License will accelerate the development of prostratin—the first in a new class of drugs for the treatment of HIV/AIDS.
(PRWEB) February 8, 2010 --AIDS Research Alliance announced today the signing of a new licensing agreement with Stanford University, transferring exclusive rights of a novel technology developed by Dr. Paul Wender and colleagues of Stanford to AIDS Research Alliance. This new technology (Science, Vol 320, p 649-652, 2 May 2008) will allow AIDS researchers to synthesize the natural compound, prostratin. Early tests conducted at the National Cancer Institute (NCI) and on-going pre-clinical studies conducted by AIDS Research Alliance indicate that prostratin targets latent HIV—the virus not killed by existing anti-HIV therapies. Previously, prostatin had to be collected from natural resources—an expensive and cumbersome process.
“Dr. Wender’s genius removes a major hurdle to the therapeutic development of this promising compound,” said Carolyn H. Carlburg, President & CEO of AIDS Research Alliance. The ability to produce prostratin synthetically will significantly reduce future costs, making prostratin a more viable drug candidate, Carlburg said.
“When used in combination with existing antiretroviral drugs, prostratin may one day help treating physicians eradicate all virus from the body—a feat not yet possible using existing therapies,” stated Dr. Stephen J. Brown, Medical Director at AIDS Research Alliance.
Dr Brown explains: “Current therapies suppress the virus, but they do not completely eradicate virus from the body. Rather, some viral particles lay dormant in pockets or “reservoirs,” avoiding the reach of today’s anti-HIV drugs. When existing treatments are interrupted, the HIV reservoir floods the body with new virus, re-igniting the infection. Thus, no cure for AIDS is possible without emptying the HIV reservoir.”
“AIDS Research Alliance has the only new drug in development that targets the HIV reservoir,” states Dr. Brown. AIDS Research Alliance has been studying how to flush virus from the HIV reservoir for more than a decade, said Dr. Brown.
If approved by the U.S. Food & Drug Administration (FDA), prostratin would be the first in a new class of drugs and unveil a novel way to treat HIV/AIDS, Carlburg says.
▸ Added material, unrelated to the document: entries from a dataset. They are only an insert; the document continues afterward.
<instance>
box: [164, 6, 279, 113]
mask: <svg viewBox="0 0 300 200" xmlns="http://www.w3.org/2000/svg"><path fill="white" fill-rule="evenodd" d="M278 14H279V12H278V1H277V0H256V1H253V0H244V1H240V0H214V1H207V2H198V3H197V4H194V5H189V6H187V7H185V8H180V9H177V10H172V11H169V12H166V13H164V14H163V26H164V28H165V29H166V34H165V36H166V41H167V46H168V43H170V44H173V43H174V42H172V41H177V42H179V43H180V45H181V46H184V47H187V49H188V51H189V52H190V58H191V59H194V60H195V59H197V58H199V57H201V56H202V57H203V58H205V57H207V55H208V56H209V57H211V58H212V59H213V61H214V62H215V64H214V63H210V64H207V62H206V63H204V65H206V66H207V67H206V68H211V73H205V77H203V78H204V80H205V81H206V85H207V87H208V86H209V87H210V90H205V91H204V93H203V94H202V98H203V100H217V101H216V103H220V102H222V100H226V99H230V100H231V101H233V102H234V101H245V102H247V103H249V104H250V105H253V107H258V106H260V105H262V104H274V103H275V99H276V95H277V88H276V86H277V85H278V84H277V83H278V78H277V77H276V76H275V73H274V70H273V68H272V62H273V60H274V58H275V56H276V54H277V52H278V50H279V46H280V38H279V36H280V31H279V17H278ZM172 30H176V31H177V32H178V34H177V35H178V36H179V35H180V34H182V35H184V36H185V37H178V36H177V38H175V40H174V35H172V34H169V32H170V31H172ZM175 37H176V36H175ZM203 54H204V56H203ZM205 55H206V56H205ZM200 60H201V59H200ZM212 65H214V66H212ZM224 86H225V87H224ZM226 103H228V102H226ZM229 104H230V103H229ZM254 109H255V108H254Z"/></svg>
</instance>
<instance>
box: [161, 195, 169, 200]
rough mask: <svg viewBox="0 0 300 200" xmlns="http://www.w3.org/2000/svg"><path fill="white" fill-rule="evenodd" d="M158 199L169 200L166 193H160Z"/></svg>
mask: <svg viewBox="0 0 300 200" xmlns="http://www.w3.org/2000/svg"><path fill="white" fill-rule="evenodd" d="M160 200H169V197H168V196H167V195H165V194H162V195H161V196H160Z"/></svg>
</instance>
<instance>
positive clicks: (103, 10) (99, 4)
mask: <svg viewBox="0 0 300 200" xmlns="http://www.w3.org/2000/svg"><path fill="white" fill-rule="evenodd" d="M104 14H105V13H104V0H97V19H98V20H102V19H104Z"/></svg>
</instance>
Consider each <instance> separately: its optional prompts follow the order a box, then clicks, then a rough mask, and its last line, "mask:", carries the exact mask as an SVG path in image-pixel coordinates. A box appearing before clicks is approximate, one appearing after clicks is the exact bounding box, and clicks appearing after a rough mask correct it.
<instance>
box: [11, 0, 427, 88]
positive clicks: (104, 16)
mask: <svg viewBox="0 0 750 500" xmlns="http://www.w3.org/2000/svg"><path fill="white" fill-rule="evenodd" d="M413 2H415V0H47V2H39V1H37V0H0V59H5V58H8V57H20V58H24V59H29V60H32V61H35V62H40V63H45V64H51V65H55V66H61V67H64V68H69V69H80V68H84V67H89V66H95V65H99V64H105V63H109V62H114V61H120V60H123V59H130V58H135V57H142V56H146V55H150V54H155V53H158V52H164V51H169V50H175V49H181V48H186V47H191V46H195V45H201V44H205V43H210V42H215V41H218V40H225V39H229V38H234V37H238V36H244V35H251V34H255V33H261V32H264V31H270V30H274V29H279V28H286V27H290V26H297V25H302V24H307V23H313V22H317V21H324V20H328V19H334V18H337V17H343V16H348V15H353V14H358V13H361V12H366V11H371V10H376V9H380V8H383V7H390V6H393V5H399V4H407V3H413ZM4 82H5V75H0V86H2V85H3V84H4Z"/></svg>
About AIDS Research Alliance. AIDS Research Alliance is the nation’s only independent, not-for-profit research organization licensed by the National Institutes of Health to develop an anti-HIV drug. AIDS Research Alliance helped to develop about half of current anti-HIV drugs. AIDS Research Alliance conducts research seeking an HIV vaccine and a cure for AIDS. The U.S. Food & Drug Administration conducted a preliminary review of AIDS Research Alliance’s prostratin data in February 2009. Additional pre-clinical studies will continue over the next year.